What Is the Value of Genetic Counseling?
Epidermolysis bullosa is a difficult, sometimes painful and often disfiguring
disease. Most adults with signs of EB or who know they carry the gene would like
to spare future generations, including their own potential offspring, from this
condition. With the knowledge of specific gene mutations that cause EB, it is
now possible to determine the specific gene mutation in the family and then to
conduct prenatal tests on pregnant women with a fetus at risk of EB to determine
the status of the fetus. Specific laboratories, such as the one affiliated with
the Dystrophic Epidermolysis Bullosa Research Association, can test for gene
mutations. Also, a genetic counselor can provide information on the likelihood
of passing the gene for EB to children and provide advice on future
childbearing. Genetic counseling can be a crucial step in helping families make
decisions about their family planning.
What Research Is Being Conducted on Epidermolysis Bullosa?
At one time, research on EB was limited to describing the disease and
understanding what happens in the layers of skin. Today, research focuses upon
finding gene mutations and their effect on the tissues, copying genes,
reproducing gene mutations for research to correct them, inserting healthy genes
to replace missing or mutated genes, and screening those who may have a gene
mutation causing EB.
Some researchers are aiming their sights on future gene therapy. They are
developing mouse models to detect the involvement of different tissues in EB and
to test the delivery of modified cells to genetically altered mice that have EB
traits. While scientists have already been able to achieve genetic correction of
some human genetic skin diseases, they have not been able to sustain the results
beyond a few weeks or months. Therefore, they are working to achieve
long-lasting corrective gene delivery that can be used as a springboard for
further gene therapy trials in humans.
In Dystrophic EB, the fibrils that anchor the epidermis to the underlying
dermis are either absent or do not function well. Scientists are introducing a
gene for absent collagen (type VII) into cultured keratinocytes and fibroblasts
(types of skin cells) obtained from patients whose cells cannot make the
protein. It is hoped that the gene-corrected cells eventually can be
transplanted back into the patients to promote and sustain the formation of
anchoring fibrils.
Applying newer diagnostic techniques, investigators are beginning to link
specific gene defects with the protein problems they produce. Now that the
EB-causing gene mutations can be identified, there is a way that ova (eggs) that
do not contain an abnormal gene can be selected for in vitro fertilization
outside the body, thus improving the chances of having healthy children in
families with the EB gene.
Researchers also are assessing the effectiveness of using proteins called
cytokines and new kinds of dressings to heal blister wounds.
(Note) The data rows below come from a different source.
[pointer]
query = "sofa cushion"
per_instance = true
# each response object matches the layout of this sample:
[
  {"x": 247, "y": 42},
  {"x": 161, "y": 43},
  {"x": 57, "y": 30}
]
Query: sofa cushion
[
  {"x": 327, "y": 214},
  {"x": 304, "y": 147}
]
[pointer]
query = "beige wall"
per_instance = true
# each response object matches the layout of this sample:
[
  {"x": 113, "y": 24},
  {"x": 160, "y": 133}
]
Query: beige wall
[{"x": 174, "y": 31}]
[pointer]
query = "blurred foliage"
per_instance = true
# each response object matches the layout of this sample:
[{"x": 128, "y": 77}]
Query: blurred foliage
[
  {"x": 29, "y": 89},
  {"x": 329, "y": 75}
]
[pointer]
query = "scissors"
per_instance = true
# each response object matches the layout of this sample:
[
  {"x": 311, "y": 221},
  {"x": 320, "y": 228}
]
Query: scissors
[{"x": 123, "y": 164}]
What Is the Epidermolysis Bullosa Registry and What Does It Do?
The National EB Registry collects information from patients with EB,
characterizes the many different forms of EB and determines risks of various
symptoms associated with the disease. The information is used for research to
improve understanding and provide better treatment of EB. The registry also is a
resource for initial diagnostic testing of patients.